The Compagnonnage is not just a vocational training association nor is it a Mutual Aid insurance nor a workers’ union. It is not a religion, nor a sect nor a secret society. Some of its traits are similar to freemasonry but there are important differences too.
The Compagnonnage can be defined by what it is not. It cannot be reduced to a vocational training organism nor to a Mutual Aid insurance nor a workers’ union although it covered all these functions in the past. It is not a religion because no creed in any form of deity is required and its members do not follow any cult except perfection in their work and a code of behaviour in society that may have originated in Christian values. It is even less of a sect: its aim is to favour an easy insertion of young people in society in general, not subtract them from it. Neither is it a secret society: its associations all have a legal status and some are registered on the list of Intangible Cultural Heritage of UNESCO. Its members do not hide that they are compagnons but it is against their ethics to advertise it for commercial ends.
The Compagnonnage is sometimes mistaken for other movements, particularly freemasonry because they share the symbols of the interlaced compasses and set square. But beyond a few symbols and legendary references (notably to the building of Solomon’s temple) and the fact that they are both initiation societies, everything else makes them quite distinct. They have different geographic origins (England for the freemasonry, France for the compagnonnage) and separate histories (freemasonry appears in the early 18th century whereas the compagnonnage has a verified presence as early as the 15th century). Finally, the main difference rests on the plying of the craft of masonry: purely symbolic on the freemasonry side, fundamentally practised in the compagnonnage, among other crafts. Nevertheless, there obviously were elements borrowed by the latter from the former during the 19th century, but without any link resulting from the transfer and these two institutions have remained independent.
Other movements showed similarities with the Compagnonnage. The ‘Bons Cousins’ charcoal burners and the ‘Bons Compagnons’ splitters, the existence of which is verified as early as the 17th century, were initiation societies of foresters very similar to those of compagnons. During the 18th qnd 19th, because they admitted members from outside their craft, they mutated into mutual assistance gatherings and veered towards freemasonry or politics (Italian ‘Carbonari’, French ‘Charbonnerie’) before fading out in the regions where they were active (Burgundy, Franche-Comté).
There are also compagnonnages in the building crafts (carpenters, joiners, stonemasons, masons, roofers) in Germany and Scandinavian countries. Like their French counterparts, they journey and have secret reception rites. During their travelling period, they have to wear a typical corduroy suit and a black hat.
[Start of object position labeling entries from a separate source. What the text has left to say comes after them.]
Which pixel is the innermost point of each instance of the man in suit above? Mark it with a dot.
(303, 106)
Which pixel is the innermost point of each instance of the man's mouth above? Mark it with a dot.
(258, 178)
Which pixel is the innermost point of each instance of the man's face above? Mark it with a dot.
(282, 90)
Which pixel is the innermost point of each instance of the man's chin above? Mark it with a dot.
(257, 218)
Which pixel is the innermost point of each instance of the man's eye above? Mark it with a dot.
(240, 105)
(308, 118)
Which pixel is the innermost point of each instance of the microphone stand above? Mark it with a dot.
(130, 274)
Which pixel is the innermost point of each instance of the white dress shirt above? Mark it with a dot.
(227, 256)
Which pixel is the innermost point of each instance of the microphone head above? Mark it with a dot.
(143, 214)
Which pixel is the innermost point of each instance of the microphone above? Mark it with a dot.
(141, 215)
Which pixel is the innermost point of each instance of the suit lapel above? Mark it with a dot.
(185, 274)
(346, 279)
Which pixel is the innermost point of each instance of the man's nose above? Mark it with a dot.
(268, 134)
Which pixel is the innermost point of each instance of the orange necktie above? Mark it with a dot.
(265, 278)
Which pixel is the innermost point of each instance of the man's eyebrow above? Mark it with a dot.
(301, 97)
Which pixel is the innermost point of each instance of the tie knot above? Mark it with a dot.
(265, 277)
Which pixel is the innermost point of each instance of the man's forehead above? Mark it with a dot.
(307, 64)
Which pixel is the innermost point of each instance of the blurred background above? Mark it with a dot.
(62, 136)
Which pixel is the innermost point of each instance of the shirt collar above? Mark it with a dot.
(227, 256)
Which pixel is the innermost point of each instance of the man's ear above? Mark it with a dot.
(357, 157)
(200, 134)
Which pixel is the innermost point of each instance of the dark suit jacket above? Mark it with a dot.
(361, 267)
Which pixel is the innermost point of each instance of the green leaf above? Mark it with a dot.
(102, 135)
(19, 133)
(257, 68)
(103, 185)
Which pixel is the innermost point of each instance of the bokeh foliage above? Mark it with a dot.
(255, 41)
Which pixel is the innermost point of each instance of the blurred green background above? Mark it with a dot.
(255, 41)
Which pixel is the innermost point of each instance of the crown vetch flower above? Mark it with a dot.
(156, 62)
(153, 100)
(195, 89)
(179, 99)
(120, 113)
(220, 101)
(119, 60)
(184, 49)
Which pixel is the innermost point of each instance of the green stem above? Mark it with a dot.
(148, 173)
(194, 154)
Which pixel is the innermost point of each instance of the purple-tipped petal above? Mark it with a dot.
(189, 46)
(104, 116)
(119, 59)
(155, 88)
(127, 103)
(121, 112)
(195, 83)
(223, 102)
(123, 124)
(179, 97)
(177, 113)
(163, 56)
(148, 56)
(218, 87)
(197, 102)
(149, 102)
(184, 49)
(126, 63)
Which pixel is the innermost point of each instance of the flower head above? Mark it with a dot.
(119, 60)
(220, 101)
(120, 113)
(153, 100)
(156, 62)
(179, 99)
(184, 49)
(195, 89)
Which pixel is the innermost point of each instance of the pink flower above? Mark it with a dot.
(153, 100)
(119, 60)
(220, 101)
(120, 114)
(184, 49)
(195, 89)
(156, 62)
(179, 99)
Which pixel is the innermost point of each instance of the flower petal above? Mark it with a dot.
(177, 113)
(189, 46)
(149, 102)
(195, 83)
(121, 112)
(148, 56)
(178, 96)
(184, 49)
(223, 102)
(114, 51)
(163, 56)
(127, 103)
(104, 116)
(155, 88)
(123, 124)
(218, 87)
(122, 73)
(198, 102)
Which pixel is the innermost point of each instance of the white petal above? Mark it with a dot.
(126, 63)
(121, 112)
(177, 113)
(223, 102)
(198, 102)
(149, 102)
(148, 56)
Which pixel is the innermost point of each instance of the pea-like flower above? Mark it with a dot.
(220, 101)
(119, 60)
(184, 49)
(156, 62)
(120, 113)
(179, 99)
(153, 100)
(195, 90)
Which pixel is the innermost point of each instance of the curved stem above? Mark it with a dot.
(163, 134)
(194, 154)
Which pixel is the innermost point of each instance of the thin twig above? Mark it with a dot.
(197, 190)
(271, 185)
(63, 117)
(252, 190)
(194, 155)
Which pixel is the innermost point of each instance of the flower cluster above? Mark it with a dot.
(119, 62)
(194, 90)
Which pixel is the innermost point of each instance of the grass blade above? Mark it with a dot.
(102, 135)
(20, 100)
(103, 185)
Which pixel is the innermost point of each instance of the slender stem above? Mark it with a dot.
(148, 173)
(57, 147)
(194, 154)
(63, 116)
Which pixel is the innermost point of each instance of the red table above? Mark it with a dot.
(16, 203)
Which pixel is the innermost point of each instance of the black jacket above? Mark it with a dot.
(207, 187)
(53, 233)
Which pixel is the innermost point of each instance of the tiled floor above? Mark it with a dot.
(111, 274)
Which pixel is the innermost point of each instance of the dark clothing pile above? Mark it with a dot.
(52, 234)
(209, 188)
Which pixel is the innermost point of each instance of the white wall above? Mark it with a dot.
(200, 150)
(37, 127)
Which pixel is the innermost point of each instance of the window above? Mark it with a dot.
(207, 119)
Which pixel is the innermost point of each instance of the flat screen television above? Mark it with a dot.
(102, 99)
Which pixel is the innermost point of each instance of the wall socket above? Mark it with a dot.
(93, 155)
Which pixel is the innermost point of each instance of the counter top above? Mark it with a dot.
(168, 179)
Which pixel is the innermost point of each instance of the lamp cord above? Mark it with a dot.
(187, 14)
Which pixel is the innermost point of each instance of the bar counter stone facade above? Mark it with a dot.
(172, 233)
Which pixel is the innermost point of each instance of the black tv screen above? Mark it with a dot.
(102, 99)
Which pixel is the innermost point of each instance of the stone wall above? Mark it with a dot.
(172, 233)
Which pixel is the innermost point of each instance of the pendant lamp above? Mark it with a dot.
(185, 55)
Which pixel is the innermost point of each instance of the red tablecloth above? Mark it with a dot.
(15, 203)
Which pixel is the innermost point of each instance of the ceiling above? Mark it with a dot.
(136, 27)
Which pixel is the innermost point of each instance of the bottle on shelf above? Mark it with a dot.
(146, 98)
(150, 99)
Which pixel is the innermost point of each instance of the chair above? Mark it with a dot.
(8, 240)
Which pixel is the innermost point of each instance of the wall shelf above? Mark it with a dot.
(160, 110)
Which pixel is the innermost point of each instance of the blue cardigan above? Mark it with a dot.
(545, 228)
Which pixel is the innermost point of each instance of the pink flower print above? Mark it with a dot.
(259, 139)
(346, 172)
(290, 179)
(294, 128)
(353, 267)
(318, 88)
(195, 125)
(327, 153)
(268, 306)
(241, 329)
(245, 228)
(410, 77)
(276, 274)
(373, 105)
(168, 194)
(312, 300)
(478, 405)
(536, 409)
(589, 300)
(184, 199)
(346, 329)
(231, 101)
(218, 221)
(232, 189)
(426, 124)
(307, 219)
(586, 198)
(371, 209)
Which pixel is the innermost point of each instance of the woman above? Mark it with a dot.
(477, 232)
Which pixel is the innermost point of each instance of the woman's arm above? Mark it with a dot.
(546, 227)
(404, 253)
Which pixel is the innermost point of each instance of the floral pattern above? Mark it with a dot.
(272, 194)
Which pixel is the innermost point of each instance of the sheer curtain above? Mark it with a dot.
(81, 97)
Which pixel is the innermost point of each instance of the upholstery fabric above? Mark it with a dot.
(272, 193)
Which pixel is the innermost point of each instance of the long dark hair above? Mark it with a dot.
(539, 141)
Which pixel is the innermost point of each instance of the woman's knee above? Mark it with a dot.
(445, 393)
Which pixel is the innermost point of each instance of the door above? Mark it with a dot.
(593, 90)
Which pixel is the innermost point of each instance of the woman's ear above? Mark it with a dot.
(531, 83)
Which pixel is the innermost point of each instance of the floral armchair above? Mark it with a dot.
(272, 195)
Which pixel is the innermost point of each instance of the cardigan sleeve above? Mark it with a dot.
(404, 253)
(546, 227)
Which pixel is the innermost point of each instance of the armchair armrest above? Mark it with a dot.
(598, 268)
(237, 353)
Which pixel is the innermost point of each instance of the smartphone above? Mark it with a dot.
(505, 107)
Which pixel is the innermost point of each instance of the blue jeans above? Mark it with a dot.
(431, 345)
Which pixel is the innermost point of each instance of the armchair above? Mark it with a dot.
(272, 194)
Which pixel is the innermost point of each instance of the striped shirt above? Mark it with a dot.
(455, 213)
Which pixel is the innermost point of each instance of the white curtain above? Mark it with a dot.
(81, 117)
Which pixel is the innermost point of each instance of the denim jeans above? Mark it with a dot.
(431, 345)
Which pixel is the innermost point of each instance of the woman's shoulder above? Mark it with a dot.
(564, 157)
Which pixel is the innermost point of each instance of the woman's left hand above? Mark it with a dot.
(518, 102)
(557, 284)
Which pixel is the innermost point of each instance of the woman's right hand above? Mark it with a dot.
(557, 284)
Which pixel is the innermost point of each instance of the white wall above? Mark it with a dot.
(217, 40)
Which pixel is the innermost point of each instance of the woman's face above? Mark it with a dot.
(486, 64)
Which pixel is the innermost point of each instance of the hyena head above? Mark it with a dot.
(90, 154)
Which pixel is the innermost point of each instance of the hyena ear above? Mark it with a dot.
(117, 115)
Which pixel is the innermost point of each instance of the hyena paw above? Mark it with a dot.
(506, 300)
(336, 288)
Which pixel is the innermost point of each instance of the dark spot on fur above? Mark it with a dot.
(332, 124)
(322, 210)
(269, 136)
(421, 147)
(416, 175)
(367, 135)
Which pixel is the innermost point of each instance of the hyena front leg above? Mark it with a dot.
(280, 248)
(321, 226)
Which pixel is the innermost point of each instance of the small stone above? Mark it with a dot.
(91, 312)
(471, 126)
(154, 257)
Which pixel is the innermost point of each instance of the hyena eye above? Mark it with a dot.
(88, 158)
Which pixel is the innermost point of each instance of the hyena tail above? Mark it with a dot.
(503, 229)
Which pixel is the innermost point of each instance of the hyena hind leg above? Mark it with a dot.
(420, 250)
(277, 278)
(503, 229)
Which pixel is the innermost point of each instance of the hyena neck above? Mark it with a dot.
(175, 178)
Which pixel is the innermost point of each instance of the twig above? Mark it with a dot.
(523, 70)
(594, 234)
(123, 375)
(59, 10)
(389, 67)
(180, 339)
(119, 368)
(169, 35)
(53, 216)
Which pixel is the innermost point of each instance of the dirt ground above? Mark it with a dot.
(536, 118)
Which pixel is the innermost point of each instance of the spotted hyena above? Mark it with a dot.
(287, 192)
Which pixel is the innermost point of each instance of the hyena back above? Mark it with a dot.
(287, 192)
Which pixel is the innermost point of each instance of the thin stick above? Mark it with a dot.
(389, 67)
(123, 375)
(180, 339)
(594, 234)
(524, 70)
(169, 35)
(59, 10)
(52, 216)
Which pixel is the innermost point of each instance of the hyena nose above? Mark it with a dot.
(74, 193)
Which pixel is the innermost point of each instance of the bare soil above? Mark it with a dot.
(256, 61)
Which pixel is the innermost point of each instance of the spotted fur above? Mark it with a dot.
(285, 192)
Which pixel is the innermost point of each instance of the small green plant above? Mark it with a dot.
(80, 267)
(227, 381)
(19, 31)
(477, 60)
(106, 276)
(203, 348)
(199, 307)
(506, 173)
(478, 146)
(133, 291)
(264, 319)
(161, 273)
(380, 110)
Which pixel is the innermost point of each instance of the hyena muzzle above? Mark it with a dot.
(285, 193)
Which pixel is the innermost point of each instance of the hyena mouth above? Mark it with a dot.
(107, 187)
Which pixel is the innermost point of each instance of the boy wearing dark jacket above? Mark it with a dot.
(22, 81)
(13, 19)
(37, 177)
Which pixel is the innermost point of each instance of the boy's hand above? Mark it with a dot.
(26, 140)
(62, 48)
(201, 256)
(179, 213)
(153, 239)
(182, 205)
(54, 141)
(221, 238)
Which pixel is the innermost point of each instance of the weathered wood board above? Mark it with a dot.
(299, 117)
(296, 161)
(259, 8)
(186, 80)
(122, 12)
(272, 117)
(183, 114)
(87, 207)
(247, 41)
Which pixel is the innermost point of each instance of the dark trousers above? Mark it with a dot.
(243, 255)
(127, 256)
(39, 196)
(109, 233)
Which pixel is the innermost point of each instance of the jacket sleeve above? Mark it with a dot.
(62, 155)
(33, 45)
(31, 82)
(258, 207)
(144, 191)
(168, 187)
The various brotherhoods mark their specificity through the colour of their neckties (black, blue or red) or a gold brooch.
In the course of the 19th century a number of associations of workers appeared, inspired by the compagnonnages and sharing with them moral values and high standards in work but rejecting their esoteric aspects. It was the case with the ‘Sociétaires boulangers’ or with the ‘Sociétaires potiers’ (potters) of Tours, or the more encompassing Union des Travailleurs du Tour de France. More defiantly and with tongue in cheek, there were the ‘Renards joyeux, libres et indépendants’ (Merry, free and independent foxes ─ ‘foxes’ being the word used by the carpenter compagnons for outsiders).
As early as the second half of the 18th century, it appears that some compagnons and freemasons had noticed similarities between their respective organisations. They both had initiation rites, secret passwords and means to identify themselves between members. But, if the frame was similar, the contents were different. Contrary to the belief, common among present-day compagnons as well as freemasons, the Compagnonnage is not an early operative form of freemasonry, the latter being born in England around mid 17th century and reaching France circa 1725.
Conversely, attracted by the outlook of a prestigious society that appeared as a model with more meaningful esoteric contents, the compagnons largely borrowed from masonic symbols and rites to reform their own as early as the late 18th century. To this day, the earliest known example of such borrowing shows in a document of the Avignon stonemasons du Devoir dated 1782. During the 19th century these borrowings multiplied for several reasons. Firstly, there was a will after the Revolution to modernise an institution deemed ‘passé’ by the youth of the technically advancing new century. The second reason was that in that period an increasing number of compagnons became sedentary yet remained active parts of their brotherhoods; some of them had joined freemasons’ lodges and the influence of the latter was facilitated. Thirdly, the general level of instruction improved and more compagnons could read about freemason rites in the many books then published on the subject and felt they could enrich their own by borrowing elements from them. The best known examples are the legend of Hiram, the radiating star, the letter G, the three dots in triangular position and various symbols of the higher degrees. Combined with, or replacing, traditional elements of the compagnons’ rites with some adaptation, they were perceived as a new form of language by the 19th century compagnons.